Thanks to innovative integration of lipidomics, transcriptomics and clinical data from living donors (read below), performed by SIB’s Computational biology group Vital-IT, the study identified several pancreatic islet genes, and lipids retrieved from blood plasma of the donors, associated with high blood sugar.

  • ALDOB (Aldolase B) stands out as being the gene most associated with hyperglycemia and its expression was found to be strongly elevated in T2D at both transcript and protein levels.
  • In addition, the study revealed for the first time a set of genes whose expression was already altered in patients with impaired glucose tolerance, but who were not yet diagnosed with T2D.
  • Finally, several lipid classes (i.e. phospholipids and dihydroceramides) were also found as potential biomarkers for disease.

A valuable resource to investigate the prediabetic-diabetic continuum

So far, the subtle molecular processes taking place along the road to diabetes eluded scientists because human pancreatic islet data usually came from deceased donors. “In contrast, this study provides the first extensive analysis on islets in situ and plasma samples from the largest cohort of in-depth metabolically profiled living donors”, says Leonore Wigger, Computational Scientist at SIB and co-first author on the study.
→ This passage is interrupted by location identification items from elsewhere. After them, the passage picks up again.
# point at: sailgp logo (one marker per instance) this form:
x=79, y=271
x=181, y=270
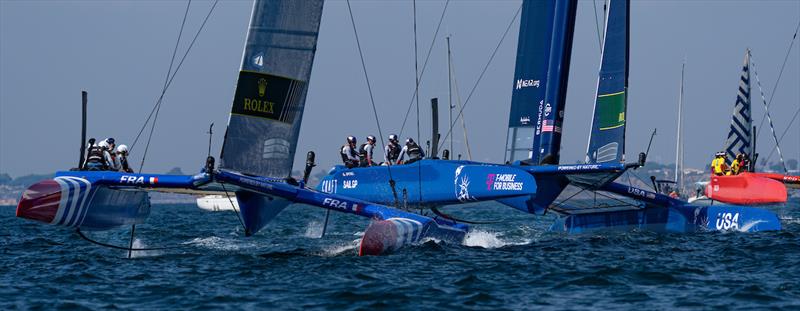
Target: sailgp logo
x=521, y=83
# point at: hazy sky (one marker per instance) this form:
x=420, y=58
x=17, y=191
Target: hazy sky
x=120, y=50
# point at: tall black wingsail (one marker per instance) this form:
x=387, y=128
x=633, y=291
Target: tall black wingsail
x=267, y=110
x=530, y=77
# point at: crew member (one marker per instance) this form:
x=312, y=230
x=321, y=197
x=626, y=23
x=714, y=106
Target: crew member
x=122, y=159
x=720, y=164
x=349, y=154
x=412, y=150
x=98, y=157
x=392, y=150
x=736, y=165
x=365, y=152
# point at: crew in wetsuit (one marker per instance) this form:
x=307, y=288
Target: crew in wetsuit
x=98, y=157
x=719, y=166
x=122, y=159
x=349, y=154
x=365, y=152
x=412, y=150
x=392, y=150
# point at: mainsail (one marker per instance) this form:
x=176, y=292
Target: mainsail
x=547, y=138
x=261, y=138
x=607, y=137
x=530, y=74
x=740, y=136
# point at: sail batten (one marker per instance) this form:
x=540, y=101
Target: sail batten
x=607, y=136
x=740, y=135
x=267, y=108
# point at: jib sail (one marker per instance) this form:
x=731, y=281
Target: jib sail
x=267, y=110
x=607, y=138
x=740, y=135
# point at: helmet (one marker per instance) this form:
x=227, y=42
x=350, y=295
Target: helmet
x=122, y=149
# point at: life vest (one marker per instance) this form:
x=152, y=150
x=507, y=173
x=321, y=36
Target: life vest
x=414, y=153
x=735, y=167
x=718, y=166
x=394, y=152
x=345, y=157
x=96, y=157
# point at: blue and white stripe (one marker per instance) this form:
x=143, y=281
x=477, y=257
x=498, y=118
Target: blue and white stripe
x=408, y=230
x=74, y=201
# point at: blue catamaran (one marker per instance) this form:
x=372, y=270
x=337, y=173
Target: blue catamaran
x=261, y=141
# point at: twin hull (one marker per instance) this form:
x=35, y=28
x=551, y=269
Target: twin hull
x=430, y=182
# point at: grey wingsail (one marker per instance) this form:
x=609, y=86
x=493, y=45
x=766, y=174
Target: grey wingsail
x=740, y=135
x=267, y=109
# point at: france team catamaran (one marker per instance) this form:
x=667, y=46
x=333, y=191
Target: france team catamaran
x=261, y=141
x=747, y=187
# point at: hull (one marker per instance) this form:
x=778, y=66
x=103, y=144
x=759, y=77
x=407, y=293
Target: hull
x=746, y=189
x=788, y=180
x=675, y=219
x=389, y=235
x=432, y=182
x=215, y=203
x=77, y=203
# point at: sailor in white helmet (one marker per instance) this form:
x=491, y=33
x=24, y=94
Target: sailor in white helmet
x=122, y=159
x=349, y=154
x=412, y=150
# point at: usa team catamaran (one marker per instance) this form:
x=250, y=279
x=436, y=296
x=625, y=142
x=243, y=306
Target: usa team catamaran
x=748, y=187
x=261, y=141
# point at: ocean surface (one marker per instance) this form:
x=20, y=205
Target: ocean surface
x=516, y=264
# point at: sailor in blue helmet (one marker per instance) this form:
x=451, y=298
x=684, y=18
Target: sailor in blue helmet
x=365, y=152
x=392, y=150
x=349, y=154
x=412, y=150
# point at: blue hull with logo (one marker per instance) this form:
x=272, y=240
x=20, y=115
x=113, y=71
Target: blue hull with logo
x=430, y=183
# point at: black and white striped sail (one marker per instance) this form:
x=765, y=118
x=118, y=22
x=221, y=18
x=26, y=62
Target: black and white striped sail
x=267, y=110
x=740, y=136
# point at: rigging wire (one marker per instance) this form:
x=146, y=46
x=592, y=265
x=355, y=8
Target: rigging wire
x=766, y=108
x=471, y=92
x=169, y=72
x=424, y=66
x=784, y=133
x=372, y=99
x=597, y=26
x=416, y=92
x=458, y=102
x=157, y=107
x=780, y=73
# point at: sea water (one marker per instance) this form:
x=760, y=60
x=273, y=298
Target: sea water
x=514, y=264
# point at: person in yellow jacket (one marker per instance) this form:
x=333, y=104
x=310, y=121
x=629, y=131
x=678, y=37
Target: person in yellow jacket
x=720, y=164
x=736, y=165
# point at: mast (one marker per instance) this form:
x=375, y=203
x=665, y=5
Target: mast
x=449, y=92
x=679, y=142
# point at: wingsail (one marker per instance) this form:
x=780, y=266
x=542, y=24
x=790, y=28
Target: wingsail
x=740, y=136
x=530, y=77
x=607, y=138
x=267, y=109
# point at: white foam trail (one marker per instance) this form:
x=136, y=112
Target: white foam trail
x=218, y=243
x=338, y=249
x=140, y=254
x=313, y=230
x=488, y=239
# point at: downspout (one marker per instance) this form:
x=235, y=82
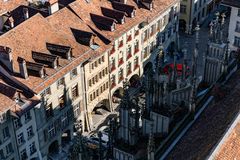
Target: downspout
x=190, y=17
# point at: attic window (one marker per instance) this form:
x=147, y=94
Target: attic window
x=60, y=50
x=36, y=69
x=48, y=59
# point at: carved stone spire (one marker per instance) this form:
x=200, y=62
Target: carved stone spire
x=194, y=74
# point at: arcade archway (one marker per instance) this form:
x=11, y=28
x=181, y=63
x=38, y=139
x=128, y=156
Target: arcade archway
x=134, y=81
x=117, y=95
x=182, y=25
x=148, y=67
x=54, y=147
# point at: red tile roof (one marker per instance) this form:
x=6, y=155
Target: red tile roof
x=9, y=5
x=32, y=35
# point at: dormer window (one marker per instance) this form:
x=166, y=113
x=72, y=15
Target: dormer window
x=73, y=73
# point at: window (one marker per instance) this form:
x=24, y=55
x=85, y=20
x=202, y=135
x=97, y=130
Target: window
x=113, y=64
x=237, y=41
x=51, y=131
x=20, y=139
x=60, y=82
x=97, y=92
x=113, y=82
x=195, y=7
x=1, y=154
x=120, y=58
x=145, y=52
x=91, y=97
x=61, y=101
x=6, y=133
x=96, y=78
x=30, y=132
x=9, y=148
x=136, y=46
x=90, y=82
x=102, y=58
x=136, y=63
x=73, y=73
x=237, y=26
x=49, y=111
x=47, y=91
x=76, y=110
x=23, y=154
x=17, y=123
x=129, y=68
x=27, y=116
x=144, y=35
x=64, y=120
x=183, y=9
x=106, y=85
x=32, y=148
x=75, y=92
x=120, y=43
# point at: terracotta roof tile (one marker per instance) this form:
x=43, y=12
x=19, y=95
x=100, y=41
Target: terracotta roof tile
x=84, y=11
x=9, y=5
x=33, y=35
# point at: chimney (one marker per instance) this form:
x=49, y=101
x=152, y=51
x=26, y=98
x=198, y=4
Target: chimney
x=25, y=13
x=22, y=67
x=52, y=6
x=11, y=22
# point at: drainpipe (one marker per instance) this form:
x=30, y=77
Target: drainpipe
x=190, y=17
x=86, y=117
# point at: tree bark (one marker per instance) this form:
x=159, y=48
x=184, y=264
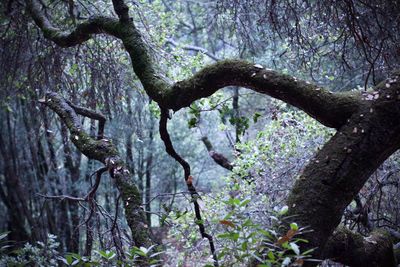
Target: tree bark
x=104, y=151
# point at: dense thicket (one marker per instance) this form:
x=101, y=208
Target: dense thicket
x=87, y=90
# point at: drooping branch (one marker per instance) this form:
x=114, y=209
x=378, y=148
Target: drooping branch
x=188, y=179
x=217, y=157
x=122, y=10
x=194, y=48
x=92, y=115
x=331, y=109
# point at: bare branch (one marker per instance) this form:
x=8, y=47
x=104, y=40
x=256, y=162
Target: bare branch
x=188, y=178
x=80, y=34
x=217, y=157
x=194, y=48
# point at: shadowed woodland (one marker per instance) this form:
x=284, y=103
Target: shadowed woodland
x=199, y=133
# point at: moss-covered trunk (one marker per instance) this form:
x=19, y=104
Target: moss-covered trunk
x=339, y=170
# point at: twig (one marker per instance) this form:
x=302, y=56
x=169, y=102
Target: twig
x=188, y=178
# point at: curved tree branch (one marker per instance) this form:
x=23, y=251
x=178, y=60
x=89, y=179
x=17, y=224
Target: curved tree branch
x=356, y=250
x=330, y=109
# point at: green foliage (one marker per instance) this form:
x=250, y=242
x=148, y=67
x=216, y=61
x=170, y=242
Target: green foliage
x=39, y=254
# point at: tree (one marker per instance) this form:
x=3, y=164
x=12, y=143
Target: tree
x=367, y=125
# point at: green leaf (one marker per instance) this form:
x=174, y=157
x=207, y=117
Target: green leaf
x=294, y=226
x=295, y=248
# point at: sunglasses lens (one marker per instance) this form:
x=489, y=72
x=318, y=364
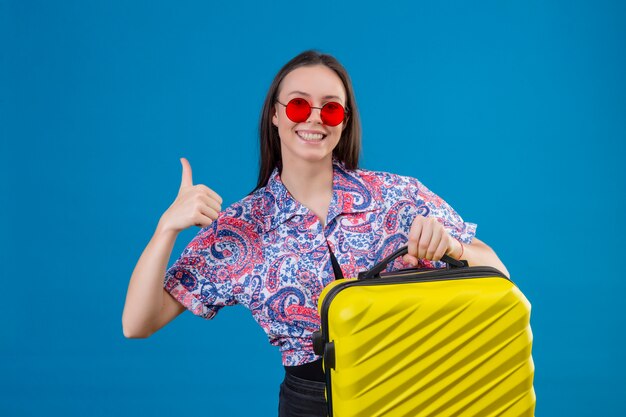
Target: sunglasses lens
x=332, y=114
x=298, y=110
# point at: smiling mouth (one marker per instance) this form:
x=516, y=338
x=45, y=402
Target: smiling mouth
x=311, y=137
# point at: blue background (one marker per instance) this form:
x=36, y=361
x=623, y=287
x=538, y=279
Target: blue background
x=513, y=112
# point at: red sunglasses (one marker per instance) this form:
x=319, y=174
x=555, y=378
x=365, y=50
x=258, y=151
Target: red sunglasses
x=298, y=111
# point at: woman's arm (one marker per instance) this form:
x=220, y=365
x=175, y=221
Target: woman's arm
x=148, y=306
x=478, y=253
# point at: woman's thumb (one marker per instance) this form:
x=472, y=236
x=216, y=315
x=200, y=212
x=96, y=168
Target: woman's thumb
x=186, y=180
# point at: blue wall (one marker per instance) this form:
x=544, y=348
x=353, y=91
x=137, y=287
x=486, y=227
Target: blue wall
x=513, y=112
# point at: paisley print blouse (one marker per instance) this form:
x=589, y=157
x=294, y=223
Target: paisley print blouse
x=271, y=254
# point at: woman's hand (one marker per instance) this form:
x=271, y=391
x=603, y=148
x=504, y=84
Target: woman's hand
x=195, y=205
x=429, y=240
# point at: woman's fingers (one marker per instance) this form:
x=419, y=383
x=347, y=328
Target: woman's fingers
x=427, y=240
x=210, y=193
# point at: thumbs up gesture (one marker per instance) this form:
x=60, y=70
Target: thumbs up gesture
x=195, y=205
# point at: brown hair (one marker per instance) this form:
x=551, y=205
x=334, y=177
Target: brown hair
x=349, y=147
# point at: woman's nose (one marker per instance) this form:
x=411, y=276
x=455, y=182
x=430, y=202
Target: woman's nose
x=315, y=115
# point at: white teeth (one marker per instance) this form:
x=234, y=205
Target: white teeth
x=311, y=136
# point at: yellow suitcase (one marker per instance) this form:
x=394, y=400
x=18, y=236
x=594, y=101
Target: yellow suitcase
x=436, y=342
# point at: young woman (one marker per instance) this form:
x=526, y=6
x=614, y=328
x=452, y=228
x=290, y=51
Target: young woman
x=313, y=217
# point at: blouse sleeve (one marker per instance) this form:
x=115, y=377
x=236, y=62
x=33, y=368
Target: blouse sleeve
x=202, y=277
x=430, y=204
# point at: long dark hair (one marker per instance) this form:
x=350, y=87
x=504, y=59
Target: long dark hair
x=349, y=146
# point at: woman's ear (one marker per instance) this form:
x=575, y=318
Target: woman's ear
x=345, y=123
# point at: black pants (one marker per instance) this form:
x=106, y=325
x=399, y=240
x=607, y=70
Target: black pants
x=301, y=398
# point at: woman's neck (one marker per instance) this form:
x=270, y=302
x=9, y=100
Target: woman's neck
x=311, y=184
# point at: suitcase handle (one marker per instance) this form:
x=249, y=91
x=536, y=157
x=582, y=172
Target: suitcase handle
x=380, y=267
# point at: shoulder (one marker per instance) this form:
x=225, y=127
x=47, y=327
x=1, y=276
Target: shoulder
x=383, y=182
x=243, y=215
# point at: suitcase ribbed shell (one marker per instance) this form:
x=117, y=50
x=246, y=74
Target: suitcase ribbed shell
x=458, y=347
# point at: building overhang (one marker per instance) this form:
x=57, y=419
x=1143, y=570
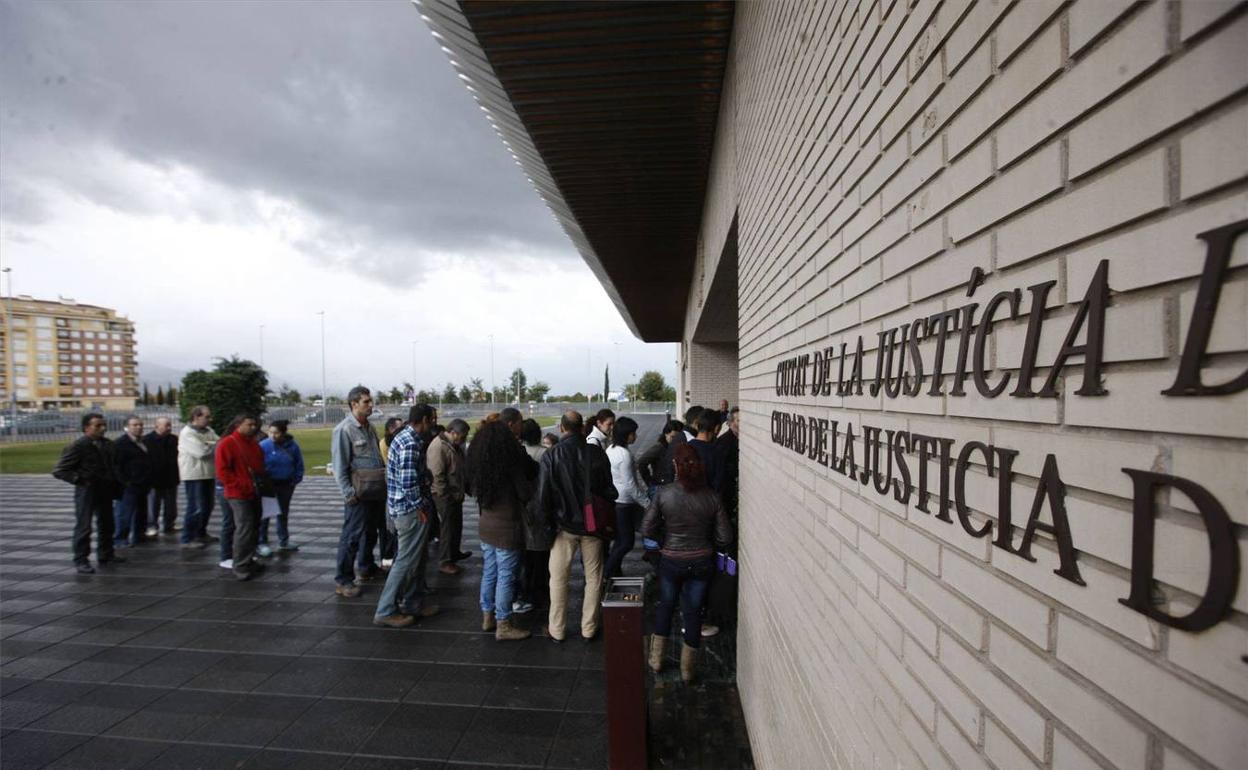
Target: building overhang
x=610, y=109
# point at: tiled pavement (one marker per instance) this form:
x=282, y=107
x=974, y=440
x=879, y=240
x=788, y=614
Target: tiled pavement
x=166, y=662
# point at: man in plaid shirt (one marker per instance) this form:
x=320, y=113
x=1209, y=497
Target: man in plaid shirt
x=408, y=507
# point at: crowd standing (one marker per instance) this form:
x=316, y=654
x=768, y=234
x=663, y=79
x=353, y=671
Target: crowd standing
x=542, y=498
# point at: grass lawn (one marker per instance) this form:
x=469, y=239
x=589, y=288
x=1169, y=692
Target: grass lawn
x=40, y=457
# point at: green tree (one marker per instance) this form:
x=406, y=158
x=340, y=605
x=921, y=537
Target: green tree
x=235, y=386
x=538, y=391
x=652, y=386
x=518, y=385
x=287, y=394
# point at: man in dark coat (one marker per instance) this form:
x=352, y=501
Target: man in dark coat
x=87, y=464
x=134, y=469
x=162, y=451
x=568, y=472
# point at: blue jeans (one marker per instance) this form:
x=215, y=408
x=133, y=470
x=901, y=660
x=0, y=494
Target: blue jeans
x=285, y=491
x=687, y=582
x=227, y=526
x=375, y=532
x=406, y=585
x=628, y=519
x=162, y=499
x=498, y=579
x=355, y=518
x=131, y=516
x=199, y=507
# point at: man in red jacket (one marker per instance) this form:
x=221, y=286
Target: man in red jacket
x=240, y=461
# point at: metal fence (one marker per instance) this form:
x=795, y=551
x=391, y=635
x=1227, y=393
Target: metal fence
x=65, y=424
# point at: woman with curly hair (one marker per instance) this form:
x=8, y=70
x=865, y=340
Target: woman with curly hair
x=689, y=519
x=499, y=474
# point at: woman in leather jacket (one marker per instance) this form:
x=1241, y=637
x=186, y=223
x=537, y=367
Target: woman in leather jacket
x=688, y=519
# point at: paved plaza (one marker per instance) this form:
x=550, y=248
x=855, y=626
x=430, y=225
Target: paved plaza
x=167, y=662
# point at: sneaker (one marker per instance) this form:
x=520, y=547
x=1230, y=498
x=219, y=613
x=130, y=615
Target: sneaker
x=394, y=620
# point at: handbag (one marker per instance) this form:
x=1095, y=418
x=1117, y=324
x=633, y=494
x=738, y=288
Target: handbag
x=599, y=512
x=368, y=483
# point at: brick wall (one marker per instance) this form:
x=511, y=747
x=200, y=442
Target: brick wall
x=877, y=151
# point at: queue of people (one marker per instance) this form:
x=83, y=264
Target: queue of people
x=542, y=499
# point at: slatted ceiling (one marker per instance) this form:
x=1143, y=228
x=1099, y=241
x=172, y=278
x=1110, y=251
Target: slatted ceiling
x=620, y=101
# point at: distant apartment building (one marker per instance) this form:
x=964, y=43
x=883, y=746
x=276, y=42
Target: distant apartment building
x=60, y=353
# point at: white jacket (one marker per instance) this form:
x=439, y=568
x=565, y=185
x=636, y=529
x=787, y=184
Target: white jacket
x=195, y=449
x=624, y=477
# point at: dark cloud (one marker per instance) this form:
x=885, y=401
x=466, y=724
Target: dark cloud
x=348, y=109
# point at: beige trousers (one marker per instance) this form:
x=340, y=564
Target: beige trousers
x=560, y=568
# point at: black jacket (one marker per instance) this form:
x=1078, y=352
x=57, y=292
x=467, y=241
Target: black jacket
x=132, y=466
x=684, y=521
x=162, y=454
x=649, y=463
x=86, y=463
x=562, y=482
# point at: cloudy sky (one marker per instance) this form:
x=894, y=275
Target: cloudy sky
x=210, y=167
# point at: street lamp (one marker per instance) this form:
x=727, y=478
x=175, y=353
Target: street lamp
x=10, y=360
x=325, y=396
x=618, y=373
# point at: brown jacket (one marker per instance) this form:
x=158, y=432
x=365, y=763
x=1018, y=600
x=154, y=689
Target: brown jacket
x=446, y=463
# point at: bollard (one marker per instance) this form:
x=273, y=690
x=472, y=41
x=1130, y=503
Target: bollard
x=625, y=673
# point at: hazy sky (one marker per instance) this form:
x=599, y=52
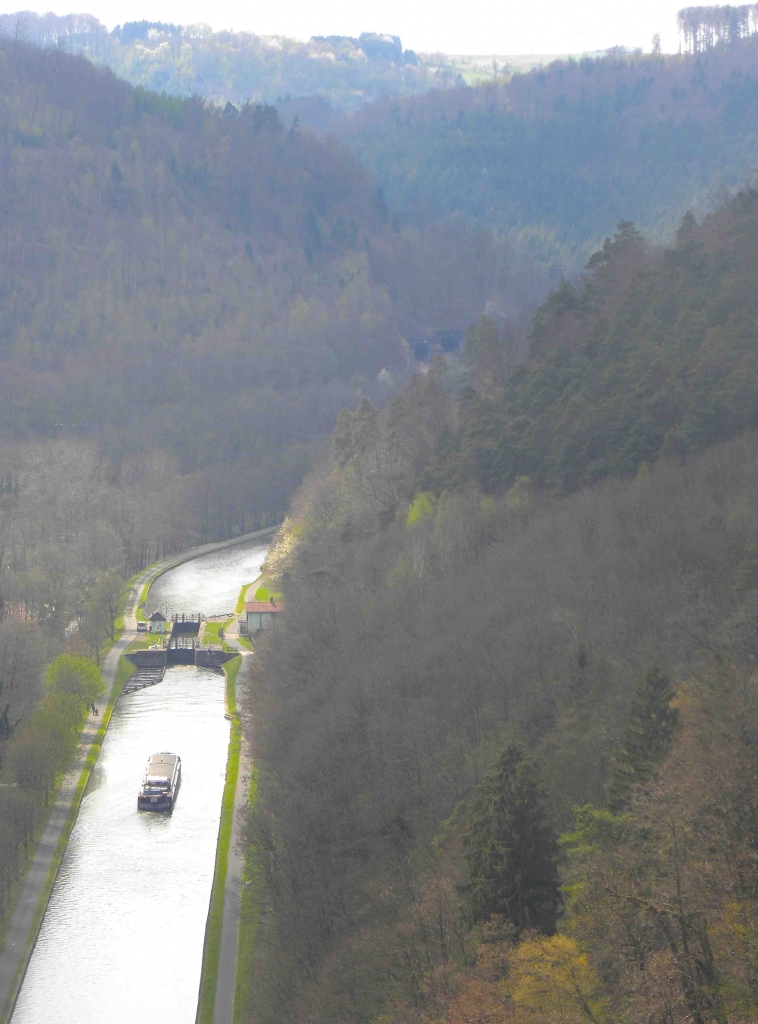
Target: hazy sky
x=472, y=27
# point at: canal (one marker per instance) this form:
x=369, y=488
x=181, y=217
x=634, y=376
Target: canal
x=122, y=940
x=210, y=585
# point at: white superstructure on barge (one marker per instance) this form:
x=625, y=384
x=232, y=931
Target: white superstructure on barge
x=161, y=782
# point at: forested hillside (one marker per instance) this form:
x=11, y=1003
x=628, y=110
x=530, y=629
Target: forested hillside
x=207, y=284
x=505, y=736
x=238, y=67
x=187, y=298
x=558, y=156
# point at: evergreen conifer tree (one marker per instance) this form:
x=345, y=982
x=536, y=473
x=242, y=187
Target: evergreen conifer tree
x=646, y=736
x=512, y=848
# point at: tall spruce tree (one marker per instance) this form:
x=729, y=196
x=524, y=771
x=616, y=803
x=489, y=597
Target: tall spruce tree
x=646, y=736
x=512, y=848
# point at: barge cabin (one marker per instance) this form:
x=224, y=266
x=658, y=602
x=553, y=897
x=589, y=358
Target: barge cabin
x=161, y=782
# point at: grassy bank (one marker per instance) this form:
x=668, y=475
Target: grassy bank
x=212, y=947
x=249, y=922
x=124, y=671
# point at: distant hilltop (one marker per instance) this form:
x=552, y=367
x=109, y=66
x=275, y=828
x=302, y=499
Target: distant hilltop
x=345, y=72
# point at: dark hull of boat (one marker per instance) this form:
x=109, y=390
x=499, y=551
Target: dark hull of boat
x=159, y=803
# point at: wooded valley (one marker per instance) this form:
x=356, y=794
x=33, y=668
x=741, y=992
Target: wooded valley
x=491, y=354
x=480, y=675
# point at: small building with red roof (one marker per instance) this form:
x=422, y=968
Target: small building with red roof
x=261, y=614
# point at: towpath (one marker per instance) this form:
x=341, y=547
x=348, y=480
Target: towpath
x=23, y=929
x=223, y=1009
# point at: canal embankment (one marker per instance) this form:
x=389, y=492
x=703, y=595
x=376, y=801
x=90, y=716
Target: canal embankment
x=41, y=878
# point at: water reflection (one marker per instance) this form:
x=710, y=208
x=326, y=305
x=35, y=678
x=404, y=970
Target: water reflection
x=122, y=940
x=209, y=585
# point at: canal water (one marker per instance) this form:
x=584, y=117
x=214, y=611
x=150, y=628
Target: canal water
x=207, y=586
x=122, y=940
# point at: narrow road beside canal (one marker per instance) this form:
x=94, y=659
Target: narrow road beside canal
x=27, y=918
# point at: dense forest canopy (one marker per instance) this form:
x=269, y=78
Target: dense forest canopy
x=237, y=67
x=200, y=281
x=555, y=158
x=507, y=736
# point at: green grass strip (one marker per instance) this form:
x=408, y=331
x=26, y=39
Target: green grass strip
x=212, y=946
x=249, y=924
x=125, y=670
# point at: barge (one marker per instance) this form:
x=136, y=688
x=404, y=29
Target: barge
x=161, y=782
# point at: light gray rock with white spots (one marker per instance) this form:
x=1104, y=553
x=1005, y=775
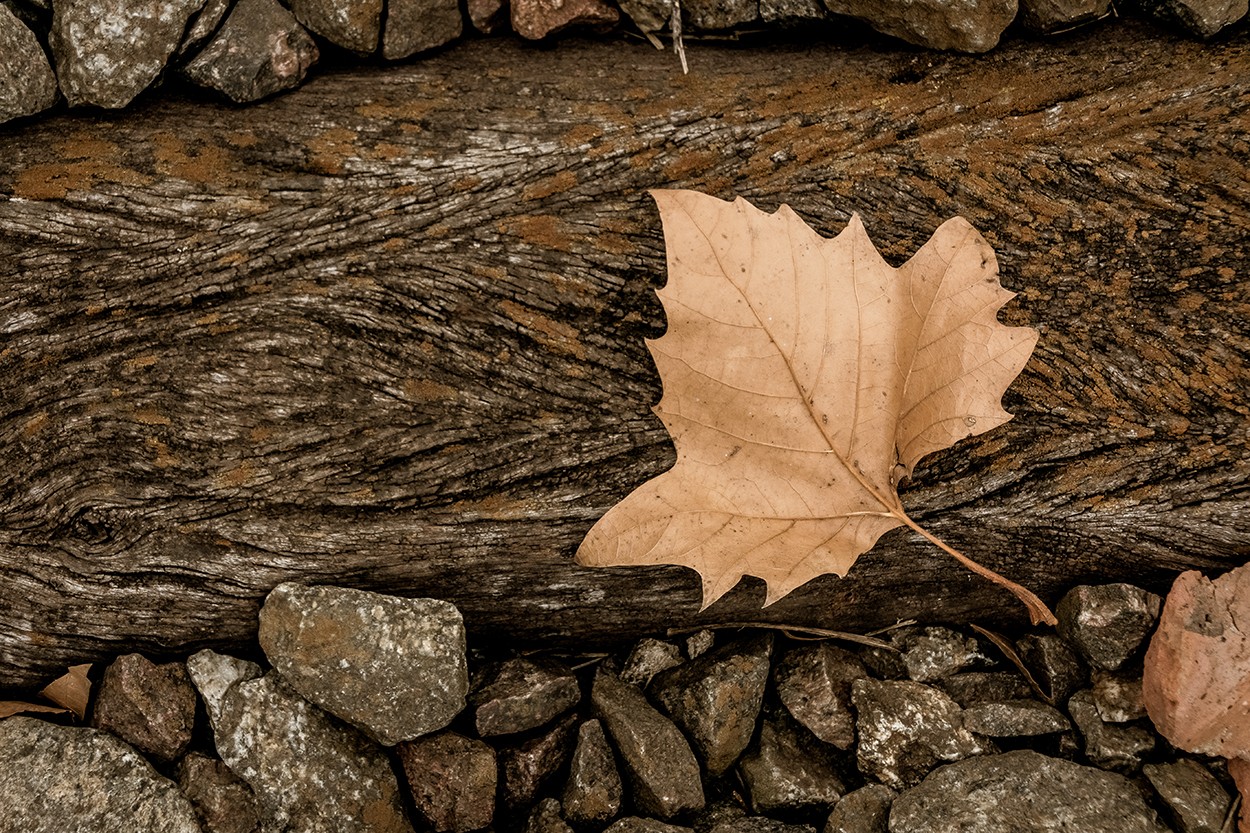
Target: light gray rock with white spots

This approach allowed to circumvent the usual shortcomings associated with data from deceased donors, which can only be characterized as diabetic or non-diabetic, but also are in a particular state of metabolic stress associated with the donor’s terminal condition, and lacking extensive clinical and laboratory information. “Multi-omics data were thus generated using state-of-the-art approaches and integrated in a fashion not previously used in studies on islet dysregulation in relation to hyperglycemia in humans.” 
Mark Ibberson, Director of SIB's Computational biology group Vital-IT and co-Principal investigator of the study concludes: “The results of this study change the way that we think about how the pancreas gets damaged in T2D, and provide a unique dataset of transcriptomic and proteomic data that can be used to enable further discoveries, for instance as an addition to existing datasets.”


Wigger L, Barovic M, Brunner A-D et al. Multi-omics profiling of living human pancreatic islet donors reveals heterogeneous beta cell trajectories toward type 2 diabetes. Nature Metabolism 2021.